July 21, 2016
Written by World Learning
This post originally appeared on Medium.
The traditional donor-recipient relationship is a one-way street, in which donors provide funds for specific programs with a particular set of conditions. However, that model is evolving into a more collaborative partnership through which donors and recipients work together to assess needs, develop goals, and implement programs.
“We don’t call it donors anymore,” said Aldijana Sisic, chief of the United Nations Trust Fund to End Violence against Women of UN Women. “We call it partners.”
Sisic was part of a recent panel discussion focused on the changing role of donors in funding programs to support gender equitable empowerment, which closed FHI360’s Gender 360 Summit in Washington, DC. The conference focused on engaging adolescent girls and boys in achieving gender equality and combating gender-based violence.
“It’s a much bigger process in building the relationship in which we all understand what our common ground is and our goal,” she later added.

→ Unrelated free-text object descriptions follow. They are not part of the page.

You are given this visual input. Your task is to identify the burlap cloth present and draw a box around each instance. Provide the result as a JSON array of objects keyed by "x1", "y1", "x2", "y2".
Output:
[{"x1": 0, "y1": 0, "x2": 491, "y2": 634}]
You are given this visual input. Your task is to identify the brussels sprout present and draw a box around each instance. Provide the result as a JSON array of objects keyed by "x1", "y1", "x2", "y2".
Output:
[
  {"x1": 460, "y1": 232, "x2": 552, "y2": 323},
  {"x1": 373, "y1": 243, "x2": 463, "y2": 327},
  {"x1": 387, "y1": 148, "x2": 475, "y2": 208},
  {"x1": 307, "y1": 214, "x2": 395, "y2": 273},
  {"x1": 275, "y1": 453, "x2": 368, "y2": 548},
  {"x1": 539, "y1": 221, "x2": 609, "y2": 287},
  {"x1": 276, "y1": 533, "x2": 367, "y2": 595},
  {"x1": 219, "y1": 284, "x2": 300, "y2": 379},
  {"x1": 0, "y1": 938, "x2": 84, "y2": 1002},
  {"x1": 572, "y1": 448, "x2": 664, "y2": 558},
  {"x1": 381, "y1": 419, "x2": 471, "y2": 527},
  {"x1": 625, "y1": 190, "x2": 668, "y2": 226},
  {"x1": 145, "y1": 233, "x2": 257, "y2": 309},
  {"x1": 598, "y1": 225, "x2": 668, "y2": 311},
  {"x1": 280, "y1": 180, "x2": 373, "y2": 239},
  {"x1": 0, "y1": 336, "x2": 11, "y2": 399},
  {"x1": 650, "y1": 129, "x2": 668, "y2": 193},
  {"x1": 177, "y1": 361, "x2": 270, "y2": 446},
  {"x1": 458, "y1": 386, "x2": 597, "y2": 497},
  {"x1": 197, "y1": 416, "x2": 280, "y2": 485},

World Learning CEO Donald Steinberg led the discussion and in addition to Sisic, was joined by representatives from preeminent funding organizations and agencies from around the world, including Susan Markham, senior coordinator for Gender Equality & Female Empowerment at the U.S. Agency for International Development (USAID); Rebecca Terzeon, coordinator for Gender & Women at the U.K. Department for International Development (DFID); Bill Costello, minister-counsellor for the International Development Branch at the Embassy of Australia in Washington, DC; and Musimbi Kanyoro, president and CEO of the Global Fund for Women.
Women’s and girls’ empowerment is a growing topic of interest , underscored by the launch of the United Nations’ Sustainable Development Goals this past fall. One of its major goals focuses on gender equality and aims to eliminate violence and discrimination against women, ensure women’s full and effective participation in leadership roles, and provide equal rights for women worldwide by 2030.